Jay Stone
The Ottawa Citizen
Even though Jay Stone says he was trampled by a relentless bass, pummeled by merciless guitar wails, and bludgeoned by three hours of pre-, post- and non-pubescent screaming, he got his money's worth.
My kid went to the Backstreet Boys concert and all I got was this lousy hearing aid. (Suggestion for missed marketing opportunity.)
It was loud.
It was also spectacular, in the pyrotechnic sense of the word.

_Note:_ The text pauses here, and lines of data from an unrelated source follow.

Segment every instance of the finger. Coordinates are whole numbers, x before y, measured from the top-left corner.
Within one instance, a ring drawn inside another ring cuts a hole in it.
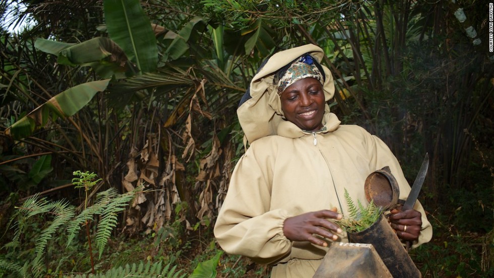
[[[338,236],[321,227],[315,227],[313,234],[333,240],[338,239]]]
[[[328,246],[328,243],[320,238],[318,238],[315,236],[311,236],[307,239],[307,241],[320,246],[326,247]]]
[[[343,232],[343,230],[340,228],[340,226],[325,219],[318,219],[314,223],[314,226],[316,227],[321,227],[326,228],[338,234],[341,234]]]
[[[316,212],[314,213],[314,216],[319,218],[330,218],[337,220],[341,219],[343,216],[341,214],[337,213],[336,210],[333,210],[334,208],[332,208],[331,210],[323,210],[322,211]]]

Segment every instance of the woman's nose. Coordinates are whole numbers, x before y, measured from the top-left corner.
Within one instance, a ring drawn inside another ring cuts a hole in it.
[[[311,103],[312,103],[312,100],[308,93],[302,94],[300,97],[300,104],[302,106],[308,106]]]

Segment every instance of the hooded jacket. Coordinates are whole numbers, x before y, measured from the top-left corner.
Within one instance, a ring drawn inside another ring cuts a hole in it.
[[[318,60],[322,50],[307,45],[278,52],[253,79],[250,97],[237,109],[251,145],[237,163],[220,210],[214,234],[227,253],[273,264],[272,277],[312,277],[327,248],[292,242],[283,233],[285,220],[309,212],[336,207],[348,215],[344,192],[368,203],[364,184],[369,174],[389,166],[400,198],[410,192],[399,163],[380,139],[363,128],[340,125],[326,105],[324,127],[309,132],[283,119],[273,74],[305,53]],[[329,71],[323,88],[326,100],[334,92]],[[432,229],[422,205],[422,231],[416,247],[430,240]],[[328,245],[332,241],[323,239]],[[338,240],[347,241],[346,234]]]

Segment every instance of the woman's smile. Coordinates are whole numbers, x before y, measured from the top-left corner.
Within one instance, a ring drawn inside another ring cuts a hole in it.
[[[308,131],[323,127],[326,102],[323,87],[317,79],[298,80],[283,91],[280,99],[285,117],[297,126]]]

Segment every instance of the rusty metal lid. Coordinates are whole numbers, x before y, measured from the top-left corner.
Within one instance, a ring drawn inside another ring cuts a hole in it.
[[[400,189],[388,166],[371,173],[365,179],[364,189],[367,200],[374,200],[374,203],[385,210],[391,209],[398,203]]]

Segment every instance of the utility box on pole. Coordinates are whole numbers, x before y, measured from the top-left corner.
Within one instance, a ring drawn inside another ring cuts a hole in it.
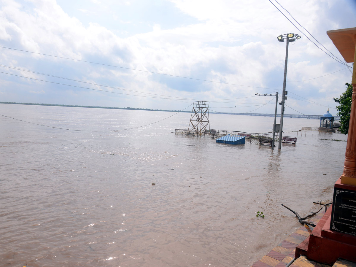
[[[281,128],[281,124],[273,124],[273,131],[274,132],[279,132],[279,129]]]

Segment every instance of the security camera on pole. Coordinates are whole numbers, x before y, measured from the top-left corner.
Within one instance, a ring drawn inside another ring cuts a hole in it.
[[[300,39],[301,36],[295,33],[286,33],[281,34],[277,37],[279,42],[284,42],[287,40],[287,46],[286,48],[286,61],[284,62],[284,75],[283,79],[283,90],[282,91],[282,101],[279,103],[282,105],[281,108],[281,125],[279,126],[279,139],[278,142],[278,149],[281,149],[282,145],[282,134],[283,132],[283,115],[284,112],[284,100],[287,99],[286,92],[286,82],[287,78],[287,64],[288,62],[288,44],[290,42],[294,42],[295,39]]]

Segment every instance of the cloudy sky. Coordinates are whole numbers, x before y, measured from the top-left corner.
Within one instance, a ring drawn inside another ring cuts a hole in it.
[[[0,101],[273,113],[275,97],[255,94],[281,94],[277,37],[291,32],[285,114],[335,115],[352,74],[326,32],[355,13],[355,0],[0,0]]]

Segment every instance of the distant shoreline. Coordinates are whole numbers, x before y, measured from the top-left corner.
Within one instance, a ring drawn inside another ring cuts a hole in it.
[[[78,105],[62,105],[61,104],[40,104],[34,103],[19,103],[14,102],[0,102],[0,104],[14,104],[15,105],[30,105],[34,106],[64,106],[64,107],[71,107],[72,108],[89,108],[92,109],[126,109],[130,110],[145,110],[146,111],[167,111],[168,112],[185,112],[191,113],[192,111],[190,110],[169,110],[167,109],[142,109],[139,108],[114,108],[114,107],[107,106],[79,106]],[[265,117],[273,117],[274,116],[274,114],[269,113],[235,113],[227,112],[211,112],[209,111],[209,113],[210,114],[222,114],[230,115],[242,115],[245,116],[263,116]],[[294,117],[294,118],[306,118],[308,119],[320,119],[320,115],[300,115],[295,114],[286,114],[284,115],[285,117]],[[280,114],[277,114],[277,117],[280,117]],[[333,117],[335,118],[336,120],[339,120],[340,117],[337,116],[334,116]]]
[[[79,106],[73,105],[62,105],[61,104],[40,104],[34,103],[19,103],[15,102],[0,102],[0,104],[14,104],[15,105],[30,105],[33,106],[54,106],[71,107],[72,108],[89,108],[92,109],[128,109],[130,110],[146,110],[147,111],[162,111],[170,112],[188,112],[191,113],[190,111],[187,110],[168,110],[166,109],[141,109],[140,108],[114,108],[114,107],[97,106]]]

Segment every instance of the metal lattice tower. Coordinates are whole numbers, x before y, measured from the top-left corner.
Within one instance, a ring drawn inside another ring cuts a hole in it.
[[[208,131],[207,131],[207,128]],[[194,101],[190,116],[190,123],[188,129],[192,129],[192,130],[197,134],[200,135],[205,132],[210,132],[209,102]]]

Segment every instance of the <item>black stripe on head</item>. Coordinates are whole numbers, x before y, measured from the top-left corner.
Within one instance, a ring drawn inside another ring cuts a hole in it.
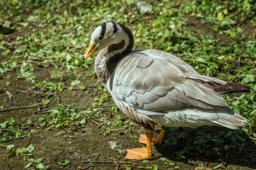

From the time that the spears with light tips went up on the round spaceship stage at the Corel Centre, the smoke wafted from the ceiling, the sparklers shot into the air and the group members descended on green lighted skyboards, all to the music of Star Wars, Friday's Backstreet Boys concert was a two-hour extravaganza of noise and light.
The noise level hit the ground shrieking for two warmup acts and hit a full, throaty, uninterrupted decibel level at the first hint of The Boys. "Scream obnoxiously for the rest of the show," A.J. McLean told the crowd in the personal introduction part of the evening. He might as well have reminded them to be excited. People in the first four rows grew tassels on their ears.
The Backstreet Boys -- five young men, each of whom seems to represent a different aspect of the female ideal, eight-year-old division -- were accompanied by 10 dancers, a six-piece band (including, surprisingly, a saxophonist), many costume changes and enough smoke machines, laser lights and fireworks to fill, well, the Corel Centre.
As for the music, it bears the same relationship to a Backstreet Boys concert as sports does to a World Wrestling Federation match. The two forms share an artful choreography, a dedication to the male physique, with its attendant and implicit message of sexuality, an exhausting layering of spectacle, a sure-footed elevation over the waves of hysteria it urges, and the need for noise. More and more noise.
The difference is a big one. There is an underlying wholesomeness to the Backstreet Boys, a sweet innocence that robs their performance of some of its edge, but at least ensures that fans won't spill out of the arena later to riot in the streets. The boys are swell dancers and singers, but to me they have two songs: the slow ones and the fast ones. Well, three: I Want It That Way, the relentlessly familiar tune with which they closed the show. I place it in a class by itself, mainly because I've heard it before.
Still, I was on my feet some of the time -- often urged on by the adults around me who seemed to enjoy the show as much as the children they accompanied -- and the tunes are catchy enough.
Mostly, though, the Backstreet Boys concert was a show for the eyes. The boys would disappear under the stage occasionally to reappear in various outfits: 21st century body armour, or full leather, or, least successfully, an ensemble of floppy pink pants and grey vests that made them look as if they were on their way to a gangsta rapper golf tournament. In their full leather, they were attached to wires and swung out over the stage, just like in Peter Pan, an apt image for a band with such a childlike appeal. This is a group that brings moms and daughters on stage for a song dedicated to Mother as "the perfect fan."
The flight over the audience was surprising because, as we learned in the program notes, Brian is afraid of heights. Other nuggets: the band took its name from a market in Orlando, Florida, and A.J. "wants to get a college degree," a noble goal.
The evening opened with a set from Mandy Moore, a shockingly self-possessed 15-year-old in tight silver pants and black top, and a second act, called EYC (Express Yourself Clearly), a sort of three-man mini-Backstreet Boys. They wound up the audience by paying tribute to "the beautiful ladies of Ottawa" -- many of the ladies being eight-year-olds waving glowsticks -- and asking them if they wanted to see the sexy side of EYC, which involved the band members removing their shirts.
By the end of the evening, trampled by a relentless bass, pummeled by merciless guitar wails, and finally bludgeoned by three hours of pre-, post- and non-pubescent screaming, I literally staggered into the hallway of the Corel Centre. My ears were ringing and the inevitable strains of I Want It That Way were reverberating in my skull. They reverberate there still. I suppose this means we all got our money's worth.